Re-Evaluating Current Security Policies and Procedures
From time to time, it’s a good idea to ‘change it up’ and let some fresh air into the room. One trusted advisor’s insights may not match another’s to the letter and that’s the point of the ensuing discussion: analysis and revisions can yield enormous value to the organization.
With some variation of this logic in mind, one of the most prominent sports organizations in the U.S. decided it was time to evaluate the security policies and procedures they recommended that each of their member’s organizations employ to ensure the safety of its fans, staff and players as well as the protection of its mass-gathering facilities across the country. But instead of asking the company who authored the document to update it, the organization sought out Hillard Heintze – asking the firm to conduct an independent and objective assessment of the guidelines along with recommendations, where appropriate, on making them even better.
Strengths and Areas for Improvement
Hillard Heintze conducted an independent, high-level overview of the policies and procedures and crafted a formal Statement of Findings – supported by a 100-page detailed report – about (1) their effectiveness, accuracy and completeness; (2) where they do and do not align with industry best practices; and (3) the specific areas, capabilities and practices where a prioritized approach to changes and improvements should be considered and undertaken by the multi-member organization.
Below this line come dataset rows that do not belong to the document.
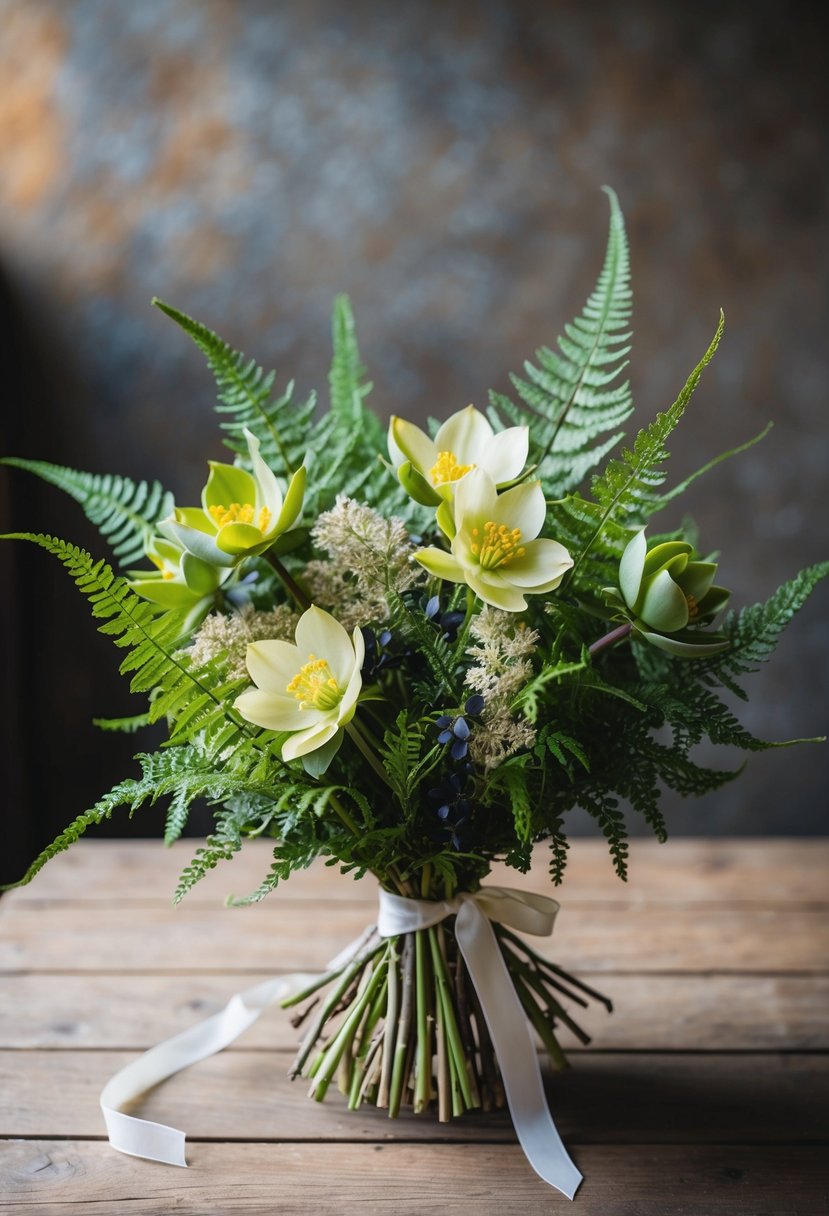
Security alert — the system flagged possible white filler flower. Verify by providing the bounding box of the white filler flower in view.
[236,606,366,760]
[415,469,573,612]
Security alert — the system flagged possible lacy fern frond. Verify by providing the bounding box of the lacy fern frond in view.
[305,295,411,517]
[695,562,829,700]
[0,781,142,891]
[153,299,316,478]
[2,533,270,773]
[0,456,174,567]
[92,714,150,734]
[490,186,633,497]
[554,313,724,586]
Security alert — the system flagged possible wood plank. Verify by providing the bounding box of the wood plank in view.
[0,1141,827,1216]
[0,974,829,1051]
[0,899,829,973]
[5,838,829,905]
[0,1051,829,1144]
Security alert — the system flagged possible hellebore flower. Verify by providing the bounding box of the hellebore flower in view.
[235,604,365,772]
[389,405,529,507]
[413,468,573,612]
[129,530,232,630]
[161,429,305,567]
[607,528,728,658]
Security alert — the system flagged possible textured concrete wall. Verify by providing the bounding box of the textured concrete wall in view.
[0,0,829,875]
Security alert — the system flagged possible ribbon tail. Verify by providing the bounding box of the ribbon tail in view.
[101,973,318,1166]
[455,900,582,1199]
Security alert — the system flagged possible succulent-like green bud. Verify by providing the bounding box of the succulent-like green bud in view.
[607,528,728,658]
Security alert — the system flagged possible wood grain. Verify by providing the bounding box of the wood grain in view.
[0,840,829,1216]
[0,1139,827,1216]
[0,973,829,1052]
[6,838,829,907]
[0,895,829,973]
[0,1051,829,1144]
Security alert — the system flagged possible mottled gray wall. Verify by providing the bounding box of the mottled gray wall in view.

Implementing Best Practices
Armed with a fresh perspective and a detailed documentation of constructive advice comparing current practices with those in similar professional sports organizations, the client also gained something else: validation that the policies on the whole – once they’ve been improved – will represent an exceptionally strong and effective foundation of mandatory and recommended security directives to the organization’s members.
UNPLUGGED: The Project Manager’s Post-Engagement Perspective
“Supporting this client on this matter didn’t take a disproportionate amount of time. And consequently the fees we charged were very reasonable.
I have to commend this Director of Security for his progressive approach. Most organizations do the opposite; they build out capabilities according to the best insights available at the time, and then – in an effort to save costs – fail to keep up with a constantly changing portfolio of risks, threats and best practices.
Until something happens. And they realize that the threats they were reasonably well prepared to address have long been replaced by more significant factors – threats that have already inflicted consequences that were cost-effectively avoidable – if leadership foresight had prevailed.”